We point to PC gaming as a horrible state of affairs no one in the mobile world wants; but it really isn't. There were a half-dozen storefronts a few years ago. Today: Everyone is on Steam. There's EGS if you play Fortnite. I think Rockstar still has their own stuff, maybe? A couple blizzard games are still only on battle.net. Xbox has their app for Game Pass, but all their games are also on Steam. That's... it. Steam won. Its never not won.
It turns out that markets love centralization. Its an efficiency thing.
Mobile will be the same. Epic will have their store. A few others, maybe. You'll still download all the apps you care about from the App Store. Your user experience won't change (unless you want to give Fortnite a try).
What might change is: It gives a pressure point developers can leverage against Apple to negotiate better terms. Their services revenue will drop... maybe.
I say "maybe" because opening platforms and reducing prices also tends to grow the overall pie.
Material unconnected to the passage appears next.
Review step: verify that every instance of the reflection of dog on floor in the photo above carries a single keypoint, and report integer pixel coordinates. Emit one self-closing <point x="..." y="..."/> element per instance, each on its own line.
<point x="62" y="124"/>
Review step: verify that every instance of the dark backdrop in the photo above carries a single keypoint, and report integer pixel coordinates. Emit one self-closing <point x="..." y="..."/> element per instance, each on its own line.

See, there are companies like Netflix who refuse to support Apple IAP for subscriptions because the terms are unfavorable to their business. If those terms became more favorable: 10% of a million is more than 30% of zero. There are companies like Adobe and AutoDesk that refuse to build any meaningful software for the iOS and iPadOS platforms, because (in part) they would be willingly sacrificing the agency of their business to Tim Cook (for 70% of all sales; a penance). With storefront options: You might have to download the Adobe Storefront, but you'd, at least, have After Effects. No one reasonable would pick "not having After Effects" over being given the choice between using After Effects with Adobe's inevitably shit launcher/storefront and not.
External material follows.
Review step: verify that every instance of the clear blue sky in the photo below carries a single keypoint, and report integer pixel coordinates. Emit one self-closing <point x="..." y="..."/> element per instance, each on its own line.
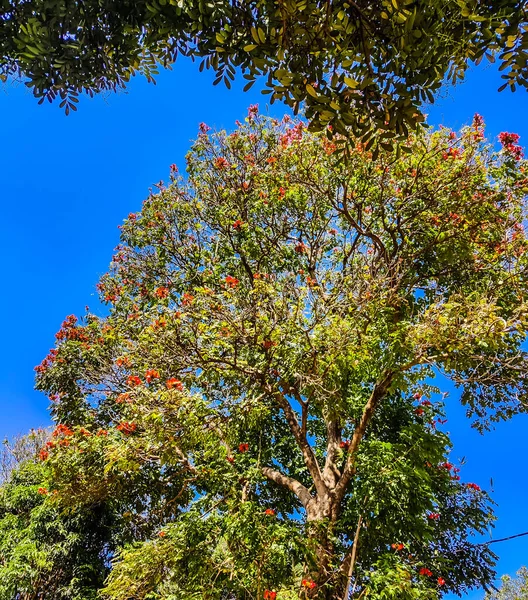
<point x="67" y="182"/>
Many launchers came to be, with half assed community features. They didn't want a thriving marketplace, they wanted a piece of the pie. People hated them and they died.
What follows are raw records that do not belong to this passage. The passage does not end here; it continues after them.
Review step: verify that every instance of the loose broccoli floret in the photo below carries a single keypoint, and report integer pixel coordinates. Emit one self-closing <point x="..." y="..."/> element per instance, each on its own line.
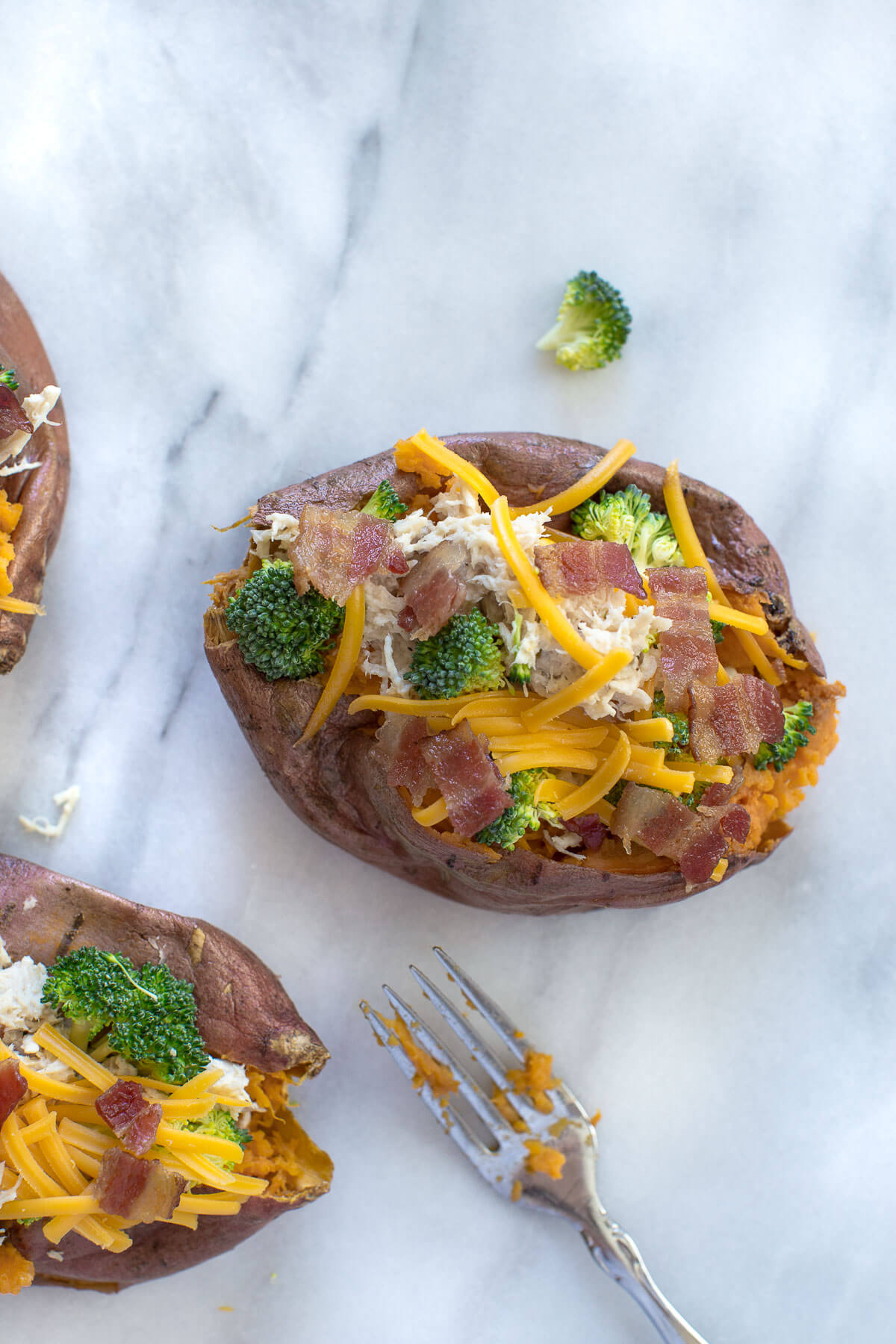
<point x="795" y="727"/>
<point x="149" y="1015"/>
<point x="280" y="632"/>
<point x="625" y="517"/>
<point x="593" y="324"/>
<point x="467" y="655"/>
<point x="519" y="672"/>
<point x="680" y="727"/>
<point x="524" y="815"/>
<point x="385" y="503"/>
Recently epic store came, with a billion dollar Corp behind, and they are fighting the long battle. The free games are a nice thing (usually older offers or curated indie stuff), but the exclusive business sucks. Luckily it seems unpopular, and fewer brands esnt to adopt it - some are so strong they can do it, but others found out that they can lose their loyal costumers and fade out, eg Borderlands.